Przez długi czas nie potrafiła zaakceptować Jelka jako właściwego kandydata na męża. Może gdyby nie zastanawiała się tak długo, nie byłoby jej tutaj.
2
Nina biegła w górę stoku, w stronę lasu. Za nią padały strzały. Krzyk: „Nie!”, a potem strzał.
Nina chciałaby wrócić i nie chciałaby. Chciałaby pomóc tym, którzy nie dość szybko biegli, ale też chciałaby uciec jak najdalej.
W połowie zbocza biegnąca obok Niny kobieta stanęła, odwróciła się i krzyknęła:
– Niusia!
Nina próbowała pociągnąć ją za sobą, ale okazało się to niemożliwe.
– Niusia! Moja córka! Gdzie jest?! – krzyczała kobieta, wczepiając się jednocześnie obiema rękoma w przedramię Niny.
Z gromady spłoszonych ludzkich zwierząt biegnących w górę zrozpaczona kobieta wybrała właśnie ją. Nie wolno mi się zatrzymywać, nie mogę tam iść, nie mogę tam iść, kołatało w głowie Niny. Wołałaby pomocy, aby zwrócić uwagę swojego ojca, który potrafiłby pewnie odciągnąć kobietę, ale w tym zamieszaniu nie miało to sensu, toteż nie krzyczała, była cicho. Nie mogę tu zostać, zabiją nas, myślała Nina w sekundach, które decydowały o jej życiu, które trwały za długo, w których nie powinna myśleć, powinna biec bez oglądania się za siebie. Gdzieś za nią padła seria z automatu, wydawało się, że to w ich stronę. Zdawało się, że jej włosy podniosły się, jakby czuły odłamki metalu wbijające się w ziemię za plecami dziewczyny. Nie chcę tu być, myślała, słysząc łkanie kobiety.

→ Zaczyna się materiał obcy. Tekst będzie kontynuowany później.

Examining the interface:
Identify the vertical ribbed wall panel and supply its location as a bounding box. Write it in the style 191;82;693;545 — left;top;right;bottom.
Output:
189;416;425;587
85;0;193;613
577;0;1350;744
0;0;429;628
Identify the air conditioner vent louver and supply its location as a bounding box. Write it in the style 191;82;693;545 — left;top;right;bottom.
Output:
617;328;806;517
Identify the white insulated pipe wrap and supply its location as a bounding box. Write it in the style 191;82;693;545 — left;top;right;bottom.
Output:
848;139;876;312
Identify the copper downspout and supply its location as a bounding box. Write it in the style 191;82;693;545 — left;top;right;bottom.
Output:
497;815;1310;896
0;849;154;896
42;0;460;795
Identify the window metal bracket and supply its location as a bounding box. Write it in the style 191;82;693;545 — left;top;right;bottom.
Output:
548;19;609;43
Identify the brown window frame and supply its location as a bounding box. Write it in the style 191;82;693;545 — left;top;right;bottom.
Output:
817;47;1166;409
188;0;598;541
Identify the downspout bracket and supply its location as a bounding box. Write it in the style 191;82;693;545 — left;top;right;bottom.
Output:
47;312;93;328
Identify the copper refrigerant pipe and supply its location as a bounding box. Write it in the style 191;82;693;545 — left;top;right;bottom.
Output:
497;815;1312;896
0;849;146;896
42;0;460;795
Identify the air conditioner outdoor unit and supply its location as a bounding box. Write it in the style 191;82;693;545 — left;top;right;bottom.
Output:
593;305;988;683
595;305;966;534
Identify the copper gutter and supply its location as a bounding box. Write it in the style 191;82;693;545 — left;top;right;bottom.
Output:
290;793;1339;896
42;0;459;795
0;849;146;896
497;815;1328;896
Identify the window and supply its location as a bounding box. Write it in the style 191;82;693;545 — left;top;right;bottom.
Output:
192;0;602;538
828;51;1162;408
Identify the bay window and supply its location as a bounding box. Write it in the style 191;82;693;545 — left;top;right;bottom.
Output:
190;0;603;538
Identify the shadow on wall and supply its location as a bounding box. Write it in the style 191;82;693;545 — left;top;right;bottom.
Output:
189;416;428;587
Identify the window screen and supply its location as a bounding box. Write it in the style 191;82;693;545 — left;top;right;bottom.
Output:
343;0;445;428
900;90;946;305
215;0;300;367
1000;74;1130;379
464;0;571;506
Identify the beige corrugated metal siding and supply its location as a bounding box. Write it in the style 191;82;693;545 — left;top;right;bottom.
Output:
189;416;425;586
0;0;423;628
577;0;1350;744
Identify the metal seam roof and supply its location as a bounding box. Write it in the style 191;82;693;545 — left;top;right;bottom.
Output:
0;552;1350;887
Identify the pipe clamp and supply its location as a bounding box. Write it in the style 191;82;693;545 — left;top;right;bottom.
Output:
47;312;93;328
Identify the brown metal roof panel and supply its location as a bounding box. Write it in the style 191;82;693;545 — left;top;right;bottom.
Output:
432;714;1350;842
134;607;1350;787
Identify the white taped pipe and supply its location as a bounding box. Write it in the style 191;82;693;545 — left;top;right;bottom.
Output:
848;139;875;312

– Moja córka, moja córeczka, przecież biegła ze mną.
Wyczuła, że Nina chce uciec, jęczała:
– Nie zostawiaj mnie...
Osunęła się na kolana, niezdolna ani do ucieczki, ani do powrotu między chaty, które zajęły się już ogniem na dobre i wśród których biegali żołnierze, od chyży do chyży, sprawdzając każde pomieszczenie, zabijając wszystkich, którym nie udało się uciec, a potem podkładając ogień. Nina widziała, jak któryś z nich bierze coś małego, coś jak ciało dziecka, trzyma je przez moment za nogę, a potem ciska w płomienie. Spojrzała raptownie na kobietę, ale ona łkała, miała oczy tak załzawione, że nie widziała niczego.
– Niusia! Niusiaaa!
Do ludzkich krzyków dołączyły trzaski płomieni, łoskot walących się dachów, ryk palących się zwierząt, których nikt nie uwolnił z zagród.
Żołnierze odjeżdżali w triumfie, w zapachu spalenizny, na monumentalnym tle płonących chat, które zmieniały się w jednolitą czarną chmurę łączącą niebo z ziemią.
Działo się to drugiego października czterdziestego piątego. Dzień był tak piękny, że niektórzy z tych, co przeżyli, pamiętali go potem jako sierpień. Wojna dawno już się skończyła.
3
Nie umieli nawet zszywać ran postrzałowych. Mogli tylko patrzeć, jak umierają ich bliscy.